Following the removal of grafts, small sections are made on the recipient area, with a small, sharp instrument, determining the exact place where grafts will be implanted. The follicular units are then placed in these holes, where they will grow new and healthy hairs. The difference between FUE and FUT is the harvesting method of the transplanted grafts, and how natural the result will look. Because of the larger, square-shaped grafts of the FUT method, they cannot be implanted to create a real natural look, and it often looks like doll’s hair (lots of hairs in a small “dot”, with large empty spaces among these dots).

FUE hair transplants – who is an ideal candidate?

FUE hair transplant is also the ideal solution for patients who would like to have very short hair following the procedure, because FUE will not leave a large linear scar which could be visible even from a distance. Further advantage of the FUE method is that active athletes can also have hair transplants, as they can continue physical activities shortly after the procedure.

FUE is an ideal solution to correct the unsightly results of earlier strip-harvesting (FUT) procedures. With FUE it is also possible to use hairs from other parts of the body (e.g. beard), which ensures sufficient amount of grafts for those who don’t have enough donor hair on the head.

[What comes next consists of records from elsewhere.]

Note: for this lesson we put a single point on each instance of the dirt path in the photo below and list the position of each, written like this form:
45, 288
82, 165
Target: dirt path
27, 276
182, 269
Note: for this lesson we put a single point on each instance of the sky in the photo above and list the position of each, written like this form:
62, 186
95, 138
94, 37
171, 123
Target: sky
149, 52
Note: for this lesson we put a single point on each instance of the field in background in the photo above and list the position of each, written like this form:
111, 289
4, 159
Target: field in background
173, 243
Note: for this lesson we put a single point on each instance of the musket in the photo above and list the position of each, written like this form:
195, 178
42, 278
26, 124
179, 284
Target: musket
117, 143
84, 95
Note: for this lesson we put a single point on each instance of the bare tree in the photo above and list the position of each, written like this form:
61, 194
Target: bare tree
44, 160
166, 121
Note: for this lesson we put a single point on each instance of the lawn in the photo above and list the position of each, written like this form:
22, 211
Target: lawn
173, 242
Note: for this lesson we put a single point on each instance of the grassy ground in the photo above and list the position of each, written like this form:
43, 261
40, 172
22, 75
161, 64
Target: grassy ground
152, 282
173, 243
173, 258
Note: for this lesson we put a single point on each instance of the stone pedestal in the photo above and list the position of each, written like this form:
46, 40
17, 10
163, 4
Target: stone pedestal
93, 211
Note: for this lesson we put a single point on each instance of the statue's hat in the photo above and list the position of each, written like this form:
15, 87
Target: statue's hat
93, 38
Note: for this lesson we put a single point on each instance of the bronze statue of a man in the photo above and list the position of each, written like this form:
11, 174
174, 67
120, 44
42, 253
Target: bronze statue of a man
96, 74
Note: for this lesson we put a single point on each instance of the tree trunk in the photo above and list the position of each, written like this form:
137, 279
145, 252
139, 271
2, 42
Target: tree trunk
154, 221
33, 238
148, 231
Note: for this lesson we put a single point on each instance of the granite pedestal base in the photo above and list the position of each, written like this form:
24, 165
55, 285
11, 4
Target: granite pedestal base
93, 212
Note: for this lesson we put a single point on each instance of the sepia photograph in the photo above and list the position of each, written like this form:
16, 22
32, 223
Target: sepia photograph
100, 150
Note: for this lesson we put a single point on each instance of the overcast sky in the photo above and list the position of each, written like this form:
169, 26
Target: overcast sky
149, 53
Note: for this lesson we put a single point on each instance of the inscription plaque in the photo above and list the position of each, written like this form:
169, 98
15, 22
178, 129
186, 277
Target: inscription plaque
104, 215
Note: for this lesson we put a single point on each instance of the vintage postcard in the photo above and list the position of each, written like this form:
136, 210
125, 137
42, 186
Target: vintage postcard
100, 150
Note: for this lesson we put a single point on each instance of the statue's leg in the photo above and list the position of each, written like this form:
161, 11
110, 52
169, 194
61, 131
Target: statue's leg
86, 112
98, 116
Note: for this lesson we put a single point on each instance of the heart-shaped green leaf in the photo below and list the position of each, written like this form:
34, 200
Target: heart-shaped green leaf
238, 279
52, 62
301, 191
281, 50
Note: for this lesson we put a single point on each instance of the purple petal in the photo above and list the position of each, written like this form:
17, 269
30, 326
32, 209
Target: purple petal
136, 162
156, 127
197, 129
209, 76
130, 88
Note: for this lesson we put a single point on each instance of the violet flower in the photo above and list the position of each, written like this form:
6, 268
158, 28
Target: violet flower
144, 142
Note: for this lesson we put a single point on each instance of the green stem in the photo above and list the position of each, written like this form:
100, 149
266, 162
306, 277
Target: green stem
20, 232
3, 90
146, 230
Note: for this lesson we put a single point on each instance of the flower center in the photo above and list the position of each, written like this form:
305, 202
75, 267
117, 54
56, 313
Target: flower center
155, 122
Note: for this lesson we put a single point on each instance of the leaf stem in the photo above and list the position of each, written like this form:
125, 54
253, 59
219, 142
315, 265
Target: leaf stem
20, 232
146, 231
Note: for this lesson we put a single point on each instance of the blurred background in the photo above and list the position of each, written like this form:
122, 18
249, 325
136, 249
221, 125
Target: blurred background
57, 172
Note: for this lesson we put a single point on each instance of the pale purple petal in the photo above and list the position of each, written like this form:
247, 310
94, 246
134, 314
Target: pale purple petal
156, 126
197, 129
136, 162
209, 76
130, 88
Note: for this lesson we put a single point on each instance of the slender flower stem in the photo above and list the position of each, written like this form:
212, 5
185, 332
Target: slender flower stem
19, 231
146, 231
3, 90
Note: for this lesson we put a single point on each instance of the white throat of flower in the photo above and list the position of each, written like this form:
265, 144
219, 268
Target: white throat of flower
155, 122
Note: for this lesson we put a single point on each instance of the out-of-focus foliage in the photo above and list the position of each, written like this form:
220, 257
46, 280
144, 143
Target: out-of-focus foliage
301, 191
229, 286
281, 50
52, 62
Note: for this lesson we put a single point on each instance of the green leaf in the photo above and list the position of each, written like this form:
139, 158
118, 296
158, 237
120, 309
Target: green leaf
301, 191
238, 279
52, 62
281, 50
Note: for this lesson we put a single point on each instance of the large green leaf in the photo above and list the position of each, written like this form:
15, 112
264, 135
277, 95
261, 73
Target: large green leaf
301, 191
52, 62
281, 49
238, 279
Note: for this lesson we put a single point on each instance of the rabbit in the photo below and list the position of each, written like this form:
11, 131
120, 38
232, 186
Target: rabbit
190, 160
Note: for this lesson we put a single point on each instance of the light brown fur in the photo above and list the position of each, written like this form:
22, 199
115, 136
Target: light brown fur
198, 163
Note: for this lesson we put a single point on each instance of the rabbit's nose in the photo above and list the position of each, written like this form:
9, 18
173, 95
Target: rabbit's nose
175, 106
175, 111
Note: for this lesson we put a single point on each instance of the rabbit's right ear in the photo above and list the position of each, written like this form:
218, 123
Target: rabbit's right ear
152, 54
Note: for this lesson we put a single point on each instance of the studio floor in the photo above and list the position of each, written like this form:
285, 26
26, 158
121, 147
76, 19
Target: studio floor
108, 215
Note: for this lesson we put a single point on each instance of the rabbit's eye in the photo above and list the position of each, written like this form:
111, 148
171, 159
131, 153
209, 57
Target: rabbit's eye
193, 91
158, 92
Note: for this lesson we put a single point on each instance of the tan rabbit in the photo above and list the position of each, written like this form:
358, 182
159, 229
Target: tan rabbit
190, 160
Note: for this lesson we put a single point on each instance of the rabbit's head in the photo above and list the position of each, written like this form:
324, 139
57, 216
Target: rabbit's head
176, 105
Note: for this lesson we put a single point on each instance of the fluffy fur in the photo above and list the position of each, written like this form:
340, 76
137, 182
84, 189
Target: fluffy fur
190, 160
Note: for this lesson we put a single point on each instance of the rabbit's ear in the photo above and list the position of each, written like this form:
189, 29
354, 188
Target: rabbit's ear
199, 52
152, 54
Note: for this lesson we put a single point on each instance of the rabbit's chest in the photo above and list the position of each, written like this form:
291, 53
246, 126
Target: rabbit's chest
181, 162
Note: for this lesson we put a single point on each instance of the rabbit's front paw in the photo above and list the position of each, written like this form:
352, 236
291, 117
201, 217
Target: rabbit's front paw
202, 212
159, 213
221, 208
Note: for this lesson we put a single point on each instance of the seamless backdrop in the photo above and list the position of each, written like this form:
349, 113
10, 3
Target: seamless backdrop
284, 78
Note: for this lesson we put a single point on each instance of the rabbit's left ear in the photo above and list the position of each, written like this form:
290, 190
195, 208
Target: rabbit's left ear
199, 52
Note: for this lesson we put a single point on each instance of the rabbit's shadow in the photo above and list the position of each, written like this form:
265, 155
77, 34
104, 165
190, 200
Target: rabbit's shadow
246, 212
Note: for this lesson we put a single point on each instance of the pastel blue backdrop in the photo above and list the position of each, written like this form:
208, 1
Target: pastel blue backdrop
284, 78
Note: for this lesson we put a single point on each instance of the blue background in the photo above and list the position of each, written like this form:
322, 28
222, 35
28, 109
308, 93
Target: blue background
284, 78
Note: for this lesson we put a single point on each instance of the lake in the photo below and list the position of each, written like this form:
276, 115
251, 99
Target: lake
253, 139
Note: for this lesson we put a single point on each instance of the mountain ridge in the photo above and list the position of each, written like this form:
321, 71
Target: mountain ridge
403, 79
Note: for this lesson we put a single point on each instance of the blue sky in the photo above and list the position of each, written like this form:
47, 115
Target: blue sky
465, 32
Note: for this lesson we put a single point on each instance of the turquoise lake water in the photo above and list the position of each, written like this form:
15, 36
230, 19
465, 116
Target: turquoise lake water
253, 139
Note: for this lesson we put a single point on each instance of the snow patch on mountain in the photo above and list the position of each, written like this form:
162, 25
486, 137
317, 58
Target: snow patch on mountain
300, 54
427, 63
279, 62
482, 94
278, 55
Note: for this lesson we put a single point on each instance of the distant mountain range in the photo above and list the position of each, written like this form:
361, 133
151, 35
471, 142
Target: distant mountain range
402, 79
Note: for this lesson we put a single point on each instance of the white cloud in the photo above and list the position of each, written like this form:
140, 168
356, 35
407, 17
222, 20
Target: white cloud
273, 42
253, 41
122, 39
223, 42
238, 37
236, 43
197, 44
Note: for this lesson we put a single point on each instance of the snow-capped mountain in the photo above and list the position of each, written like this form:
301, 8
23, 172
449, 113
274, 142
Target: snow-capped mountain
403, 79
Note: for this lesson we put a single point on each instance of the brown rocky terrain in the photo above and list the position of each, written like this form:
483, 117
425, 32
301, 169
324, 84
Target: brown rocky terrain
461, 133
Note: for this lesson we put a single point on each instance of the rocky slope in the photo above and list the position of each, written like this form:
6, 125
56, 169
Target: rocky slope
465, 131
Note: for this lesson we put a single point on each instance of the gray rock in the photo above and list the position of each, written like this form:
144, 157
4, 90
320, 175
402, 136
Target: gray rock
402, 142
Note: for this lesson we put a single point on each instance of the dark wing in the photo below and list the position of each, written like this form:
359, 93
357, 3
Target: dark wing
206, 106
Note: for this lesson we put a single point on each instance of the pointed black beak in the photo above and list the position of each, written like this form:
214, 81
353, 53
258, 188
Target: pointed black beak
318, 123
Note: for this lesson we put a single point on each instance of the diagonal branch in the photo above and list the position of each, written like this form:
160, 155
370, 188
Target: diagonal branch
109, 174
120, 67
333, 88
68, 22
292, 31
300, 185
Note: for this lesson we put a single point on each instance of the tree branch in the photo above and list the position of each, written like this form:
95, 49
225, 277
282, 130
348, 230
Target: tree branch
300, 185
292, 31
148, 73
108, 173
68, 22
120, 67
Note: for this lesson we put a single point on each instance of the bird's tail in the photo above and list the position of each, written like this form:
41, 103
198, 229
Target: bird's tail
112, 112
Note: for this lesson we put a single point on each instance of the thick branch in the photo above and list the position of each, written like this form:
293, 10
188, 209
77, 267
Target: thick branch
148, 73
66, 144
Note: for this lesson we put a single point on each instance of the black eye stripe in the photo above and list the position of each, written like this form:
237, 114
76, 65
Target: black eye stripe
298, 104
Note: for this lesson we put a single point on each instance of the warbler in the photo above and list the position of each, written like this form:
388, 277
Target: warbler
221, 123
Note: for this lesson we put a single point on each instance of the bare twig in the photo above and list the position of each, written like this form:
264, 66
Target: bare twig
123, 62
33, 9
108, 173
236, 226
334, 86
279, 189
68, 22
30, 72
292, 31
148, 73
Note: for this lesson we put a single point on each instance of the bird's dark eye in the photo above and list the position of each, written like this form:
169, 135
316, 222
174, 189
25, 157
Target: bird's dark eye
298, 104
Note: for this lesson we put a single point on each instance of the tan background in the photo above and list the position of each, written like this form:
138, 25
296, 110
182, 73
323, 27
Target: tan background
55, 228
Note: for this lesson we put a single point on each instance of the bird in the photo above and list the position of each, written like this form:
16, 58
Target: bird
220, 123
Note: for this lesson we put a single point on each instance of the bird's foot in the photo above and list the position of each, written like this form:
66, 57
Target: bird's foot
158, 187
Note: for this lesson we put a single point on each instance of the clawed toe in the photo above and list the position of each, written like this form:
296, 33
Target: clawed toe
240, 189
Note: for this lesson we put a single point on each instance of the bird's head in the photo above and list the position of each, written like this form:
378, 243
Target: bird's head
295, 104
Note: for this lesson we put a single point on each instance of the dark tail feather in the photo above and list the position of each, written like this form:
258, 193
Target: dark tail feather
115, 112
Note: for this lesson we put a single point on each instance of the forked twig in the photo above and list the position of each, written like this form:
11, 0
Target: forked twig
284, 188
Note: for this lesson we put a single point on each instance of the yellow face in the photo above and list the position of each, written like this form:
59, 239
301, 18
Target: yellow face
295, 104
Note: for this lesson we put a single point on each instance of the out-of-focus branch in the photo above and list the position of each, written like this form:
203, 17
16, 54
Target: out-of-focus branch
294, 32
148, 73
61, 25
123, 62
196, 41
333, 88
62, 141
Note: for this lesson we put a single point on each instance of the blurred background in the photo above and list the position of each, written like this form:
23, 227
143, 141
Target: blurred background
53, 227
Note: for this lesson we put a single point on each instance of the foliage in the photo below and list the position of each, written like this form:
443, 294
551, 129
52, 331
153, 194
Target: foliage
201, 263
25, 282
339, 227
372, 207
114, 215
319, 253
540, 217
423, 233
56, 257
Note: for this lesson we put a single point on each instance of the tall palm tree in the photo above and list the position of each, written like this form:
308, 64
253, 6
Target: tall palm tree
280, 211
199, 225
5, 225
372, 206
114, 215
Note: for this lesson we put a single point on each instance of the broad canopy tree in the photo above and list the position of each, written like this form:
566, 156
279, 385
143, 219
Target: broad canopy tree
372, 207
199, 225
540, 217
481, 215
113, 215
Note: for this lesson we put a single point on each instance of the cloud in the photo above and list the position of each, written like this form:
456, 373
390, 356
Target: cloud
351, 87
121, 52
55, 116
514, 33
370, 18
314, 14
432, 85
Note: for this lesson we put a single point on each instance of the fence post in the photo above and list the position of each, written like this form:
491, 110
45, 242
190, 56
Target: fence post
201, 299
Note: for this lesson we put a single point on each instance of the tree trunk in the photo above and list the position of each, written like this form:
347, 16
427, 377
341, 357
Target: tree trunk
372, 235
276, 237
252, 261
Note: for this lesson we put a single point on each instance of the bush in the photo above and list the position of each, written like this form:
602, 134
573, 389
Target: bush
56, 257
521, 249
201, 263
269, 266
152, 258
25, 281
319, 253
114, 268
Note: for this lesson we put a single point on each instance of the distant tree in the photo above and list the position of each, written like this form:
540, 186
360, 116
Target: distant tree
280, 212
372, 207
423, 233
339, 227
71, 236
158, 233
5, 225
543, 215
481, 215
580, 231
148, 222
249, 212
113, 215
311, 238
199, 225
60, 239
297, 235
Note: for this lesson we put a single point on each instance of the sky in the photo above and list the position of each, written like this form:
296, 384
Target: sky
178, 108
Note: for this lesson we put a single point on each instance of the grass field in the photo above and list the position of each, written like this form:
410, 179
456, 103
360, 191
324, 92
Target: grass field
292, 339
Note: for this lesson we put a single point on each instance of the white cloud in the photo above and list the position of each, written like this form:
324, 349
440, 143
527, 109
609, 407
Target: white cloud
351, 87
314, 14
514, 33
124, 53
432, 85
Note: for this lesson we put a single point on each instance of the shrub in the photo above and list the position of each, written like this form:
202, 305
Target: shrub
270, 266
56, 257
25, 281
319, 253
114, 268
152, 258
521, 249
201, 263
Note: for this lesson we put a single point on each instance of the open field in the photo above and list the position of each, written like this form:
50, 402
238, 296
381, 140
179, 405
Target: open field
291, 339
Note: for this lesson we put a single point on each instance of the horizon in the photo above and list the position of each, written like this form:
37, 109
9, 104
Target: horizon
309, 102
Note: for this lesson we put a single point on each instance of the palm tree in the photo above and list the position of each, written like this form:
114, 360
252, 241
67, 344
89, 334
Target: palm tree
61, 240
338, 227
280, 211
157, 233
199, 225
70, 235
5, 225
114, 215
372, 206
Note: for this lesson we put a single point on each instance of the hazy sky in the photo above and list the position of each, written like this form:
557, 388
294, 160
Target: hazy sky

Many choose FUE simply because it is less invasive than FUT, and it doesn’t feel like a “real” surgical procedure. The truth is, they are both surgical procedures, and the depth of the incision is the same in both techniques. The difference comes from the incision technique and the looks achieved through hair transplantation.

The amount of transplanted hairs

Determining the necessary amount of hairs is difficult. The best estimation is achieved through measuring the surface of the recipient area and the hair volume per square centimeter in that area (an experienced doctor can evaluate it, or a densitometer can be used). Hair naturally has a volume of 130-170 hairs/cm2 on the top of the head and 150-190 hairs/cm2 in the donor area. The volume of transplanted hairs is usually 80-120 hairs/cm2, in some cases (good quality and amount of donor hair) a larger volume can be achieved.

100 hairs/cm2 is generally the minimum amount that can ensure visibly sufficient coverage of a completely bald area (of course, much better looking results can be achieved with a somewhat bigger density, for example 120 hairs/cm2).

It is difficult to determine the size of the recipient area, because of its uneven edges. If we want to lower the hairline on the sides above the forehead by 1 cm, it means an area of approximately 6 cm2 on each side must be considered, that is 12 cm2 altogether. So if we would like to achieve a density of 100 hairs/cm2, 1,200 hairs will need to be transplanted.

After the procedure

Since FUE hair transplant requires a much bigger donor area than strip harvesting (approximately a 5 times larger area for the same amount of hairs), in case of a bigger procedure it is necessary to cut the hair of the entire donor area 1 mm short.

This may be inconvenient for some patients who normally wear long hair. However, the tiny holes heal much faster than the incision made for FUT procedures where a suture is also needed, and so only 7-10 days after the hair transplant there is no more visible sign of any procedures.